1.4. Типология и характеристика направлений антропологии

начала XX в.

Для неклассической философии XX в. характерна своеобразная антропологическая пере­ориентация, связанная с осознанием кризисности чело­веческого существования, выявлением его онтологичес­кой "бездомности" и неукорененности, признанием его творческих возможностей и одновременным понимани­ем неизбежных ограниченности и разрушительности его притязаний.

Интерпретация проблемы человека осуществ­ляется здесь в контексте таких основных подходов, как натурализаторский, экзистенциальный и социологизаторский.

[I] Современный натурализм реализуется в двух основных вариантах:

1) Биологизаторские модели человека, описывающие его по аналогии с другими сложными ор­ганизмами, продолжением и развитием которых высту­пают общество и человек (позитивизм, необихевиоризм, социобиология и др.). Характерный пример реализации натуралистического подхода к человеку в рамках междисциплинарного синтеза демонстрирует социобиология. Отечественный исследователь проблем антропологии, специально анализировавший социобиологические подходы, С.А.Никольский отмечает, что «социобиология возникла на базе эво­люционной теории Ч. Дарвина, а также современных биологи­ческих дисциплин»5. В реконструкции предметной матрицы социобиологии С.А. Никольский ссылается на определение Э. Уилсона, согласно которому социобиология представляет собой «распространение принципов популяционной биологии и эволюционной теории на социальную организацию». В пределах очерченного поля исследования ученый формулирует два основных постулата.

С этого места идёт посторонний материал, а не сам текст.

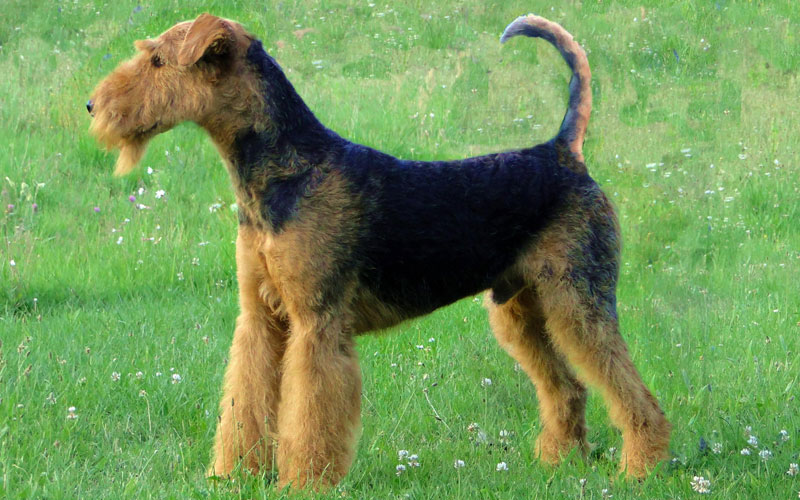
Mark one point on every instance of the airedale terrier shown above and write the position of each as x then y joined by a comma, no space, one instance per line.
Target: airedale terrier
338,239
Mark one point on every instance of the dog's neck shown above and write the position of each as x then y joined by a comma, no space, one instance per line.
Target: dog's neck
274,139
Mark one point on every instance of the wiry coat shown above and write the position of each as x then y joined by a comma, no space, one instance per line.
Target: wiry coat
336,239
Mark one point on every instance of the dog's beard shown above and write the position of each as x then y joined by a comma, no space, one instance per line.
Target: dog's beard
131,148
130,153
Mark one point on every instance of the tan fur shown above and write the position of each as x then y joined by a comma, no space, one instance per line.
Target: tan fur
292,390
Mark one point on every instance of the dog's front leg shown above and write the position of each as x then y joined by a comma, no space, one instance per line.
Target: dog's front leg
247,428
319,414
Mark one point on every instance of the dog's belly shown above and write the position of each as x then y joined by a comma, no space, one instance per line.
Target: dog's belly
435,232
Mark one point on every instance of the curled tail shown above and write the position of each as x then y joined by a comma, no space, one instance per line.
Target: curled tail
573,127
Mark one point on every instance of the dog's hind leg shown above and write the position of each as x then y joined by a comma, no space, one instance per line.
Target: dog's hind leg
519,327
576,284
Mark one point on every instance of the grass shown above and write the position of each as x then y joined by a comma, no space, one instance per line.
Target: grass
694,136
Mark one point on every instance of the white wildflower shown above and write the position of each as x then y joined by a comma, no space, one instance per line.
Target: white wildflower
701,484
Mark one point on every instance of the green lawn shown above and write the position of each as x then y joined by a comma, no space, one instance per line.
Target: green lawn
694,136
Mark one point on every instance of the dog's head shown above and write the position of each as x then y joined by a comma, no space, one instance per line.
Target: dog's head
178,76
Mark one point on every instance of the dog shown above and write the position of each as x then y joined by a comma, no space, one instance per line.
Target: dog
337,239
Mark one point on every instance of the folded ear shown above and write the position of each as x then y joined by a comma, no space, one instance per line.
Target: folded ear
207,35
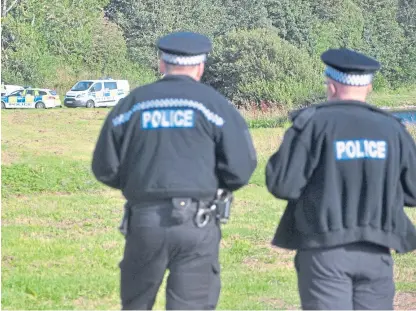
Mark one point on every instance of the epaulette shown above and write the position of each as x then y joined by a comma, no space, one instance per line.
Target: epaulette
301,117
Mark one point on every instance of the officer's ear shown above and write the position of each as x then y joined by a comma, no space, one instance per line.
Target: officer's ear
162,67
201,68
369,88
331,89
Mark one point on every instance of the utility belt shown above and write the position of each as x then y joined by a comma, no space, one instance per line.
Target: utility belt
217,210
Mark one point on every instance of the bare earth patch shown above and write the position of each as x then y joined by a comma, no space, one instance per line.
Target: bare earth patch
278,304
405,301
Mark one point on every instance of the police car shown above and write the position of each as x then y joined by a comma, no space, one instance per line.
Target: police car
31,98
96,93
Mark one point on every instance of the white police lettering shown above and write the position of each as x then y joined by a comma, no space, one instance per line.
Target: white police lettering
360,149
167,118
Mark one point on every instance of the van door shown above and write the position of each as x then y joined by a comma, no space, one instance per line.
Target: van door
96,91
110,93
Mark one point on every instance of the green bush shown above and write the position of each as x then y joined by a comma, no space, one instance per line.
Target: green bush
257,65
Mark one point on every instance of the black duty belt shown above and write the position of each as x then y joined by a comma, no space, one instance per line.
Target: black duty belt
217,209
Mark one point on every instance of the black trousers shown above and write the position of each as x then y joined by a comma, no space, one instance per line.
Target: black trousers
356,276
157,241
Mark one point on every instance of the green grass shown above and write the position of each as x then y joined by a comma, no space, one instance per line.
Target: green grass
60,243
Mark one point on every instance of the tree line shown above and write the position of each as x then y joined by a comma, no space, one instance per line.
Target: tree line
264,50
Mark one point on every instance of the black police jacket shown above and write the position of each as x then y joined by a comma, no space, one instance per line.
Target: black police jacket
347,169
174,138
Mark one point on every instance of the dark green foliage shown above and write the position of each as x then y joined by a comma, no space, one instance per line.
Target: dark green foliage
264,50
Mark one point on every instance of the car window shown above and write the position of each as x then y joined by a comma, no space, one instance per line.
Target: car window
97,87
82,86
110,85
17,93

Первый постулат: у вида (включая человека) не может быть «трансцендентальных» целей, возникших вне его собственной биологической природы. Человека нельзя считать биологической машиной, но в нем есть биологические механизмы, не допускающие целей и социальных действий, противных его биологической природе.

Второй постулат: особенности природы человека лишь малая часть свойства природы других видов, большинство стереотипных форм поведения человека свойственны другим живым существам, а во многих отношениях (например, в коопе­рации, разделении труда, альтруистическом поведении) люди уступают сообществам насекомых. Поэтому определить ценность или вред детерминирующих человеческое поведение врожденных характеристик можно, лишь проникнув «в самую сердцевину нашей гуманности», глубоко изучив эволюцию социального пове­дения всех живых существ. В целом пафос исследований социобиологов состоит в том, что учитывается информация о генетических, экологических и эволюционных аспектах поведения животного и по аналогии с ней формулируются принципы адаптивного поведения человека. Предполагается, что всегда можно найти вид животного, который демонстрирует поведение, сходное с поведением человека.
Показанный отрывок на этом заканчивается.